Singapore is a crony capitalist plastic paradise. You won’t find a more first world country - easy when your about the size of a large US city. Their idea of socialism is to subsidize corporations to hire people and tax cars 500% and use the money to finance public transportation for the “workers”.
A $20K car in the US is $40K and you have to finance a $100K Certificate in your note that allows you to drive the car for 10 years (then its shipped out of the country).. so a $20K car is $140K with a 10 year car payment.
They pride themselves on cleanliness - Chewing gum and eating on the subway are illegal, but Lots of roaches, ants and bad air days if you look close.
The government keeps a tight leash on things. Probably 30% of population is muslim (mainly indonesians and indians but some from the ME - business owners/capitalist), but I wouldn’t be surprised if they kicked your whole family out of the country if a member went full jihadi.
Mandatory military service and they love “stuff” so not much of a chance of them surrendering to terrorism Obama style.
Good Lord. I had no knowledge of any of that. Thanks.
As Peter Drucker, a world ranking economist, correctly asserted more than 2 generations ago, Singapore (along w/Hong Kong and Taipei) remain testaments to the free market impulses of the overseas Chinese; who rejected the Marxist fantasies of Mao and Zhou enlai.
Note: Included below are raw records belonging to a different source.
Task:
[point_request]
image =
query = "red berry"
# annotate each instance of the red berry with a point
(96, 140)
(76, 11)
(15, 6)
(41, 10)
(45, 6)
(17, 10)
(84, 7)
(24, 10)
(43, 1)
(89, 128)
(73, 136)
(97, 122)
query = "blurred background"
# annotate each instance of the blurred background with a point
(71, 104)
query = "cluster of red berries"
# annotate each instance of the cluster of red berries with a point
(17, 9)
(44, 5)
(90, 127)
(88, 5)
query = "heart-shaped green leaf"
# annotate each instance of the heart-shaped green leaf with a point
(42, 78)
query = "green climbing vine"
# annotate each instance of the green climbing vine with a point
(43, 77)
Instead they embraced the ideas of Malthus, Ricardo and Smith; thereby lifting their people out of poverty and setting a standard for the rest of the developing world as to how wealth is created. Try getting real.
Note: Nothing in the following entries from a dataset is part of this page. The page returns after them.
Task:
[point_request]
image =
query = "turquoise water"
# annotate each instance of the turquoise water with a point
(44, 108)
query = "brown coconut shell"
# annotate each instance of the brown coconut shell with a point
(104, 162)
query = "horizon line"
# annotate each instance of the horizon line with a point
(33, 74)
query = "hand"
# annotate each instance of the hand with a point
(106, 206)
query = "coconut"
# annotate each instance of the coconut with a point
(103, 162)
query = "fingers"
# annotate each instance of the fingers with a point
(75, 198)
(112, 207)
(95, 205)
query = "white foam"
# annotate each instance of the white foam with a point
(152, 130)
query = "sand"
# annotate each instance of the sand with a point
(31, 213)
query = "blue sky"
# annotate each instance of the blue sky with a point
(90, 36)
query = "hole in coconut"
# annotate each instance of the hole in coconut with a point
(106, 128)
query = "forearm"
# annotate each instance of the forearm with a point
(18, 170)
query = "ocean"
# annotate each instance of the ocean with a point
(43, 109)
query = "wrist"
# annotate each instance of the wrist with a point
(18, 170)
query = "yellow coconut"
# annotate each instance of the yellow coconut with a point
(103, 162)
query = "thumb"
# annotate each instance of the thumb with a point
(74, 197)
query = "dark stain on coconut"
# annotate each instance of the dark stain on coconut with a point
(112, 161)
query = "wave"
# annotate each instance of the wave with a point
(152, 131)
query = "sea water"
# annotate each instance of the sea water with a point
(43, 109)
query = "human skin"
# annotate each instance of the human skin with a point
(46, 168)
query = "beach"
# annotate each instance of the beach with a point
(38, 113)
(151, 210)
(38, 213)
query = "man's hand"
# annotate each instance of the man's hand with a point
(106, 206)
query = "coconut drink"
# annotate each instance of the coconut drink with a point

Where to they ship the cars?
I lived in LA at the time I visited, but I felt like a country bumpkin shopping in Singapore. Outstanding shop and incredible service.
I am still cooking out of my Singaporean cookbooks, but man, I wish I could be there, just to eat and eat and eat and eat. Delicious and imaginative cooking straits born cuisine. (Although, I hated the food in Malaysia, maybe it was the flies, roadside and in the cities like Kuala Lumpur, although, I guess things have changed in the decades I have visited.